This is not to say the approach is not useful or sensible. As a general concept (expounded more succinctly and less dogmatically than in this book), I rather like it. However, by steering clear of anything challenging, which might show up the strengths and weaknesses of the approach, he removes a certain amount of criticality, and also fails to demonstrate the tricks of industrial-strength real-world usage. It's a sales pamphlet.
So: the test-driven development approach. I only have a few years of development experience, but that won't stop my punditry. The general approach is pretty much what you get if you combine unit testing, incremental development and common sense. However, it doesn't seem to work well with the usual bugbears of automated testing. Network servers and I/O-performing systems are going to have problems, although this can be hacked around by creating faked stubs for the lowest-level I/O primitives. Not that the book discusses this in any detail. On the other hand, TDD is about minimising the fear of having broken code, and while pretty much everything else can be made in baby-steps, switching between stubs and real I/O is going to be a huge jump. What happens if your code breaks switching between the modes? Things like testing graphics rendering algorithms would also be painful. And as for properly testing multi-threaded code? Oh well.
So, ignoring the problems associated with automatic testing, there are other issues. In TDD, you pretend to be stupid. You're forever making small changes and checking they work. Each small change pushes you towards a full working program. It's basically hill-climbing. However, this is disingenuous, as you're probably thinking ahead, planning where your steps will go, but while you're performing these steps you're hiding the plans from yourself. And if you're not doing this, you're going to hit local maxima, and going to spend lots of time undoing your sub-optimal approach. This is rather brought home by the notes in the book about how much the example program's derivation was rewritten in order to produce a really clean looking example of TDD. So, the example lies about how straightforward development is, even when practised by its foremost proponent, and the time spent on what is basically a very simple piece of code rockets up. I know it's all about the presentation, but the whole thing feels painfully contrived and moronically simplistic.
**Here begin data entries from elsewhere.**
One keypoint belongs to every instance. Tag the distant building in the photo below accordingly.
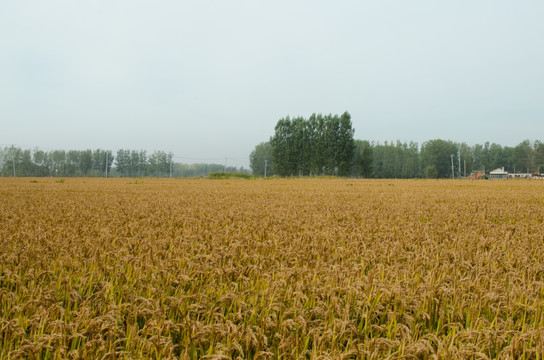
(520, 176)
(498, 174)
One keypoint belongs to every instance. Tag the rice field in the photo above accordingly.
(271, 269)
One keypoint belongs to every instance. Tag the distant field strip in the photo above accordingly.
(271, 269)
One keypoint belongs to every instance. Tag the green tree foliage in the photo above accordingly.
(437, 154)
(260, 157)
(319, 145)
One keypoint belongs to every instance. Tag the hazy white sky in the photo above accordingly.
(210, 79)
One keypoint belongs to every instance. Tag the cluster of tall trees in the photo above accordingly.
(321, 144)
(324, 145)
(15, 161)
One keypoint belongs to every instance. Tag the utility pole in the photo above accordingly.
(452, 168)
(459, 158)
(13, 158)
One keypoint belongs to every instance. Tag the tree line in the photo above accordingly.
(324, 145)
(15, 161)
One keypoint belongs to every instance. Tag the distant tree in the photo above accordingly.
(261, 154)
(523, 157)
(363, 159)
(437, 154)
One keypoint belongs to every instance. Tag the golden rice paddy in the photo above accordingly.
(271, 269)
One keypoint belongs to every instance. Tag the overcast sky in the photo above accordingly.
(210, 79)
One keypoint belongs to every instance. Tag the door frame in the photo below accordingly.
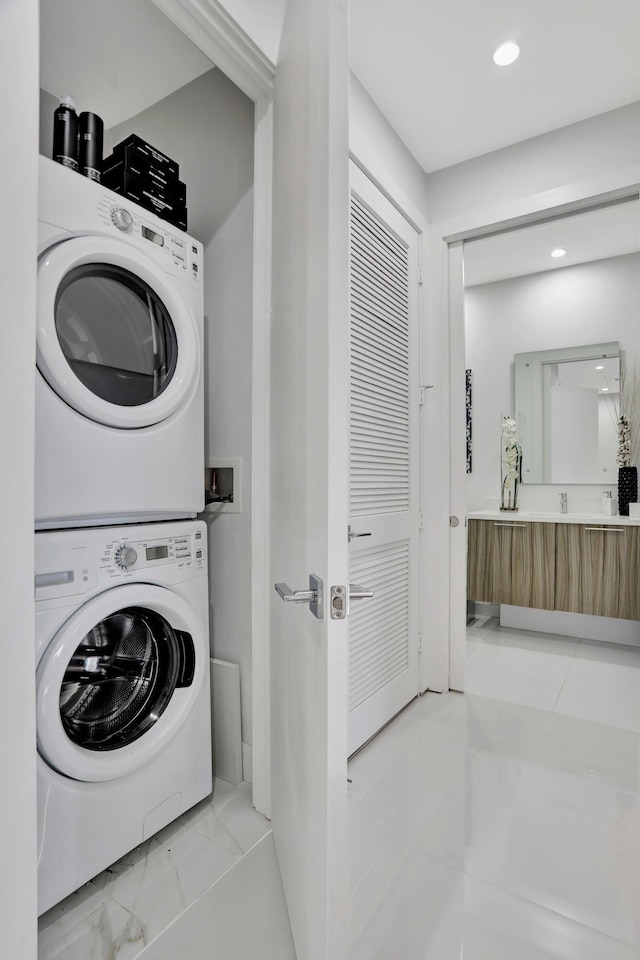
(433, 610)
(215, 32)
(445, 307)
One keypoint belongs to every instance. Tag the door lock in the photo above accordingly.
(340, 600)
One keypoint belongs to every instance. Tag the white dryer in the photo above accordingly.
(122, 679)
(119, 383)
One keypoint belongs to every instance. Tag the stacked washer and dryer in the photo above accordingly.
(121, 599)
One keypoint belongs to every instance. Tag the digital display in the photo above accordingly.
(153, 236)
(157, 553)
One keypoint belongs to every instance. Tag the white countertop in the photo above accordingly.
(524, 515)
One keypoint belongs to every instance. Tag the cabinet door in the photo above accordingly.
(596, 570)
(511, 562)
Furthermore, the given approach feels a bit like voodoo. Why create a test your code fails on, and then write code that makes the test pass, in that order? The given reason is that apparently you'll never write the test if you write the code first. Apparently you can be disciplined enough to follow the procedures in this book, but only if they're fed to you in a given order. My guess is that this order is chosen to make it feel more controversial and cutting-edge. Beck says you can choose your own step size when cycling through the TDD approach. For me, I find it a lot easier to write code until I feel there's a chance it might not work, add tests for all the latest code, and then run the tests. It seems rather more difficult to me to plan your step size through writing tests first.
Another thing that worries me is that the focus on incremental change is unlikely to lead to global optimisations. It's a technique for implementing simple things safely. I'm sure you can implement difficult things through small-stepped TDD, but it'll be a party trick of knowing at the start the code you want to end up with, and showing how you can write it incrementally, with tests.
Other things I find odd are the lack of emphasis on automatic tools beyond the test framework. I like coverage testers to make sure my test code is doing a decent amount of testing (yes, I know that braindead use of coverage tools is basically useless, but let's assume you're using them sensibly). Presumably there is a good source control approach to use with TDD. When writing code, I like to leave greppable 'FIXME' notes on any code that's even slightly incomplete, so that it should be impossible to leave any feature partially incomplete (which appears to me to be a real danger when doing TDD: fake something up, forget about it, and fail to write a test that shows up this shortcoming). These are the kinds of topics I find the book falls short on.
To an extent, a dozen page chapter towards the end raises and discusses a few questions about the technique. To a degree, this rescues the book, but it feels like too little, too late. It's not terribly challenging.
On the whole, I like the approach. However, I think a concise, critical and genuinely thoughtful document on the subject would be most useful. This is not it.